Analyzing the impact of glycemic metabolic status on cardiovascular mortality and all-cause mortality related to the estimated glucose disposal rate: a nationwide cohort study.

Objective: The Estimated Glucose Disposal Rate (eGDR) serves as a surrogate marker for insulin resistance, with numerous studies highlighting its significant prognostic value. This paper aims to analyze the impact of eGDR on cardiovascular and all-cause mortality across different glycemic metabolic statuses, including normal fasting glucose (NFG), prediabetes, and diabetes.

Methods: This study included 46,016 American adults who underwent health examinations as part of the National Health and Nutrition Examination Survey from 1999 to 2018. Multivariable Cox regression was employed to explore the relationships between eGDR and mortality rates under varying glycemic states. Additionally, Kaplan-Meier curves were used to compare the cumulative incidence of cardiovascular and all-cause mortality across different metabolic statuses. Finally, the predictive value of eGDR for mortality was assessed using receiver operating characteristic curves.

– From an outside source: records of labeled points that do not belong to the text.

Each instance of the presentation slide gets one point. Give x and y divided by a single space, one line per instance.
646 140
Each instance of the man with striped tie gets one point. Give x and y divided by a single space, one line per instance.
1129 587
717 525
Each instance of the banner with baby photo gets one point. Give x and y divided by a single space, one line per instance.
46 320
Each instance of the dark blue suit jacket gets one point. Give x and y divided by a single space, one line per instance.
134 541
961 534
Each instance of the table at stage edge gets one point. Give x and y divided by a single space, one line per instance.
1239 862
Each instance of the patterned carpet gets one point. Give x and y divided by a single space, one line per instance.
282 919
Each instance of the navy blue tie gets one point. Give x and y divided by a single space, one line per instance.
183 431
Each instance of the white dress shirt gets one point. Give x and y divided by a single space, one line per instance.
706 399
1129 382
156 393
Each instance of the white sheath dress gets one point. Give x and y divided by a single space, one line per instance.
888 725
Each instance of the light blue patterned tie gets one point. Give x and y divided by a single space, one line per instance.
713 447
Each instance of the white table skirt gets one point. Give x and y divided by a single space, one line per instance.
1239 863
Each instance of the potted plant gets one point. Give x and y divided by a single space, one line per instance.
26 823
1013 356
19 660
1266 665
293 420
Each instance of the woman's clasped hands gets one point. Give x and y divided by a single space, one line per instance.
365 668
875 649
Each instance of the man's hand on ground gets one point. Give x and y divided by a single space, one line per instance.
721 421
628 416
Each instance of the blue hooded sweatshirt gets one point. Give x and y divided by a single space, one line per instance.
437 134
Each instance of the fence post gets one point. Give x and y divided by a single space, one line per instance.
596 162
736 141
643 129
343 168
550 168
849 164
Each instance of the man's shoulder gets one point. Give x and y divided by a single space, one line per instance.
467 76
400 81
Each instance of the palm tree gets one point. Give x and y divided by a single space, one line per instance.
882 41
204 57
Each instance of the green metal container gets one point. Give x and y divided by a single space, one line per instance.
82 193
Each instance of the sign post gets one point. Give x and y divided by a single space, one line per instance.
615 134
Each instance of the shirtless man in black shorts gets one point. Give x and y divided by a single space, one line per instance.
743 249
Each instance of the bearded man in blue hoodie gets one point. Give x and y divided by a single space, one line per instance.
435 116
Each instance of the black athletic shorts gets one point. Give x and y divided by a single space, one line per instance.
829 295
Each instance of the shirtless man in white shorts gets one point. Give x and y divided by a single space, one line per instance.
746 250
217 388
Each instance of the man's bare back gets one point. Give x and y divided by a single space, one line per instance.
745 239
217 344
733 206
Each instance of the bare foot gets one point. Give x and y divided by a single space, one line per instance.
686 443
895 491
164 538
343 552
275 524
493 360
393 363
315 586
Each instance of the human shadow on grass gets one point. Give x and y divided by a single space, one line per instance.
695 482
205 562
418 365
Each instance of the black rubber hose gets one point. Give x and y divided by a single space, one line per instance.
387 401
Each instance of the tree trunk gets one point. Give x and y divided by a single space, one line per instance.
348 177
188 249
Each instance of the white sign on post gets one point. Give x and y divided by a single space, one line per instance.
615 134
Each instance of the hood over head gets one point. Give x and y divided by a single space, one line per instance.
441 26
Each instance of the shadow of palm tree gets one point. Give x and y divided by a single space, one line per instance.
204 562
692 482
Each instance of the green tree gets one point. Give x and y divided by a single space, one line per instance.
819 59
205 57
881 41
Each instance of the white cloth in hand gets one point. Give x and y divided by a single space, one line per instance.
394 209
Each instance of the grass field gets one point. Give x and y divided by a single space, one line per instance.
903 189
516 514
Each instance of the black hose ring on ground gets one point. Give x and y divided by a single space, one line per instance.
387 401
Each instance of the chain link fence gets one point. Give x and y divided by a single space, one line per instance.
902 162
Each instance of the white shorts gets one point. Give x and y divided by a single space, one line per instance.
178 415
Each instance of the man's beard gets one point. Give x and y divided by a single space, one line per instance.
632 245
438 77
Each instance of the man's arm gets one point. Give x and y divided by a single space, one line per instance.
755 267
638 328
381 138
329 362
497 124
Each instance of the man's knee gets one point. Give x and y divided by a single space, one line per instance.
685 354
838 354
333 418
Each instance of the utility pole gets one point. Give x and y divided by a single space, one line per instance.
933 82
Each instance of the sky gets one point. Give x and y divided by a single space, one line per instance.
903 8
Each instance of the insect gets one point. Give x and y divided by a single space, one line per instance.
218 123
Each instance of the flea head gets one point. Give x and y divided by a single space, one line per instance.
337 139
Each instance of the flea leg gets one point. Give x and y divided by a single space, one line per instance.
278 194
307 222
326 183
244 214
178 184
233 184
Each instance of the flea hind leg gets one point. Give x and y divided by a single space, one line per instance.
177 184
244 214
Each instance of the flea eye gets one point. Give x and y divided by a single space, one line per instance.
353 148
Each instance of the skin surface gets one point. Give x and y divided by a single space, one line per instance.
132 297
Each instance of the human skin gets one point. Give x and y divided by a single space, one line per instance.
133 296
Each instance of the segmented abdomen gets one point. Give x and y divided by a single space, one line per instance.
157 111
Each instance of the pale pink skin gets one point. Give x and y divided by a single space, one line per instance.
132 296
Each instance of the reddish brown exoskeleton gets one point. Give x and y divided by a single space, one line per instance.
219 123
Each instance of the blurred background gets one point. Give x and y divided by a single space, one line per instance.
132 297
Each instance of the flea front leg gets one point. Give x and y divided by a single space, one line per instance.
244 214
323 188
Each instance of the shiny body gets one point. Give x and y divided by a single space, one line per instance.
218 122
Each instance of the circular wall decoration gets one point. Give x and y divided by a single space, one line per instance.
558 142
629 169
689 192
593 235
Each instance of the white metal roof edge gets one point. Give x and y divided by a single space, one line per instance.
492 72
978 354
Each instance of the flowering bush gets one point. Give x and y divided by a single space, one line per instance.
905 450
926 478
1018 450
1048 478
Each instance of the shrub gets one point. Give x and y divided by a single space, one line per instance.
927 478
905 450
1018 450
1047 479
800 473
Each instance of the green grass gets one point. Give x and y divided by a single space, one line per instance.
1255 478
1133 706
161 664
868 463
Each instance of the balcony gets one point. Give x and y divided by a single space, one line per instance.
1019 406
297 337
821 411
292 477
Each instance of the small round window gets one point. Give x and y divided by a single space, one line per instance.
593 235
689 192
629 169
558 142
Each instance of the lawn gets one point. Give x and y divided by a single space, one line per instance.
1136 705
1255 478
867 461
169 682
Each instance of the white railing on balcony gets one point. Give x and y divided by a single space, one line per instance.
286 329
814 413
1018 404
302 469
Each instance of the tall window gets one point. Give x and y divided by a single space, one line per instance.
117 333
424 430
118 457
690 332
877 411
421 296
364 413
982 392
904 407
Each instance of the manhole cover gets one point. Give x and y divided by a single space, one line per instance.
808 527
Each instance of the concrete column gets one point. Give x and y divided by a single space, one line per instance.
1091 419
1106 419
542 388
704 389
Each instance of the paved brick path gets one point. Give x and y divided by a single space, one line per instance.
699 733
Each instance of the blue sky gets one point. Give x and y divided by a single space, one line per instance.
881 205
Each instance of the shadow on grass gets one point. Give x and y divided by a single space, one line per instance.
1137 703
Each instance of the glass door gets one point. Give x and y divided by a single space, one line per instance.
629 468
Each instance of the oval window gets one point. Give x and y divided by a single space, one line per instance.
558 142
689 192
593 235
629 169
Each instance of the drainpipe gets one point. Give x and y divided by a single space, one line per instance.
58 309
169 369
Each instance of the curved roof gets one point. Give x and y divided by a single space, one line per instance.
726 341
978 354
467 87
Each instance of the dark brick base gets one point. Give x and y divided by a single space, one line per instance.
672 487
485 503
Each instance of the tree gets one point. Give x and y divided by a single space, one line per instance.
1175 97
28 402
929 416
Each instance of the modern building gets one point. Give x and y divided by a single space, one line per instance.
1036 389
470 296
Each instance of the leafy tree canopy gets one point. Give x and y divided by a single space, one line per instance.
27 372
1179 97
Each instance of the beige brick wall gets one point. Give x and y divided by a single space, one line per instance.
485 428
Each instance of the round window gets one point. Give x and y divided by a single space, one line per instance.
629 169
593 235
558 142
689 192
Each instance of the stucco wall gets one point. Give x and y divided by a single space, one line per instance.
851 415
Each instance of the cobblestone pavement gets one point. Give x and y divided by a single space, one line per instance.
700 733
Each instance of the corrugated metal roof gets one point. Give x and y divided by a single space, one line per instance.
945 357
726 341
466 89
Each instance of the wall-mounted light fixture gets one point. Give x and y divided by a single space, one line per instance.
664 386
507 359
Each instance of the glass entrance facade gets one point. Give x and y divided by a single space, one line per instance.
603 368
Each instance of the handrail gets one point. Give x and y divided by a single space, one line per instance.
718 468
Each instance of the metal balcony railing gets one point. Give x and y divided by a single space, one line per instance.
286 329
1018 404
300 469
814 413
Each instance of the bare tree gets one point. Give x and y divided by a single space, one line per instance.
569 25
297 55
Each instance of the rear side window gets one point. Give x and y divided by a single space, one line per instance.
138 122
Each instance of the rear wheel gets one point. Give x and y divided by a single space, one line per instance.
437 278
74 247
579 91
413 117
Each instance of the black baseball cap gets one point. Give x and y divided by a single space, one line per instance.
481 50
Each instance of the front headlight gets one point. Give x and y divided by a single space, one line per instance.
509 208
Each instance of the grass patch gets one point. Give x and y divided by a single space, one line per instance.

Results: During an average follow-up of 115 months, a total of 6,906 (15.01%) participants experienced all-cause mortality, with 1,798 (3.91%) deaths attributed to cardiovascular causes. Kaplan-Meier analysis revealed that higher eGDR levels were associated with gradually reduced mortality rates. After adjusting for confounders, elevated eGDR levels were protective against both cardiovascular and all-cause mortality; the protective effect was notably stronger for cardiovascular mortality [Cardiovascular mortality hazard ratio: 0.92; All-cause mortality hazard ratio: 0.94]. Further interaction tests indicated that glycemic status significantly modified the protective effect of eGDR (P-interaction<0.0001); specifically, high eGDR conferred stronger protection against cardiovascular and all-cause mortality in individuals with NFG and prediabetes compared to those with diabetes. Receiver operating characteristic analysis suggested that eGDR had superior predictive value for mortality in the NFG and prediabetic populations compared to the diabetic group.

Conclusion: eGDR is a straightforward surrogate for insulin resistance, acting as a protective factor against cardiovascular and all-cause mortality in American adults, with glycemic status modifying this protective effect. Specifically, high eGDR levels offer stronger protection in individuals with NFG and prediabetes compared to those with diabetes; moreover, eGDR appears to be more suitable for predicting mortality events in the NFG and prediabetic populations.